Así que era eso… Así estaban las cosas. Joe comenzó a darse cuenta de la situación.

Joe se dirigió a la mesa del cuarto.

—¿Qué buscas? —le preguntó Maxie.

—Mis cigarrillos, tranquilo… No pasa nada, me doy cuenta de todo.

—Piensa que es por tu bien —le dijo Maxie, que había vuelto a clavar la mirada en la alfombra.

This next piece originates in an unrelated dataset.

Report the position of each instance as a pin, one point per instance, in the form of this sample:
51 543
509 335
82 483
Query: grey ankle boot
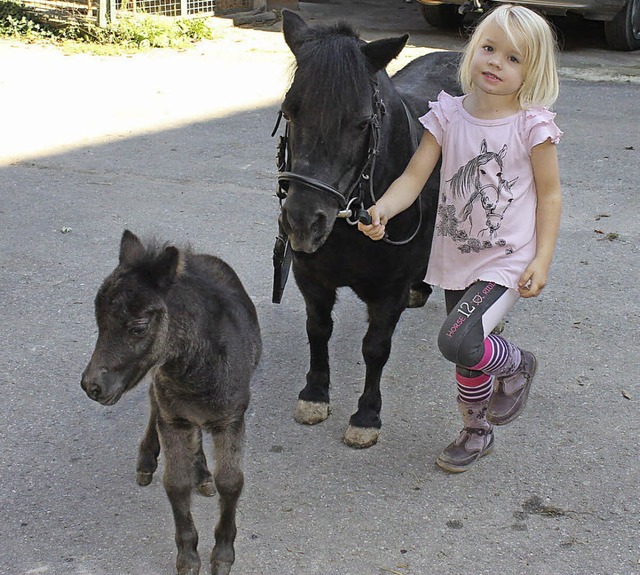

—Claro que sí —dijo Joe abriendo el cajón de la mesa.

—No te cabrees conmigo…

—No, claro que no. Nada de cabrearme contigo —dijo Joe.

Volvió desde la mesa. Con la pistola que había sacado del cajón, disparó contra Maxie. Dos tiros en el estómago. Luego pidió un taxi. Si conseguía llegar pronto a Jersey, no serían capaces de echarle mano.

Fue a la estación y sacó un billete para el autobús de las cinco y cuarto, que no tardaría en partir.

Caminó por el andén riéndose al recordar que había matado, sí, lo había matado, al enano del abrigo marrón. No había motivo para preocuparse; quizá, sólo, por la cantidad de gente que había en el andén. Pero en breve tomaría el autobús y podría pensar en sus próximos movimientos a seguir. Subió. Vio el cuarto de servicio al final del coche y entró. Estaba muy oscuro, no funcionaba la luz. Pero pudo ver lo que ocurría en el andén, a través del cristal de la ventana.

Tardó en darse cuenta de lo que veía. Menos de un minuto, sin embargo. Un espacio negro, vacío, en el que brillaban las estrellas.

Alguien abrió entonces la puerta de servicio. Era el conductor del autobús. Pero aquel conductor de autobús llevaba un abrigo marrón y un sombrerito la mar de ridículo. Alargó la mano para pedir a Joe su billete, y picarlo.

Miró Joe el billete, a la leve luz de las estrellas, que entraba por la ventana, y leyó allí su nombre, el precio y el lugar de destino… Supo Joe Gibson que no había nada que hacer, salvo seguir allí, salvo esperar, salvo seguir alejándose del mundo.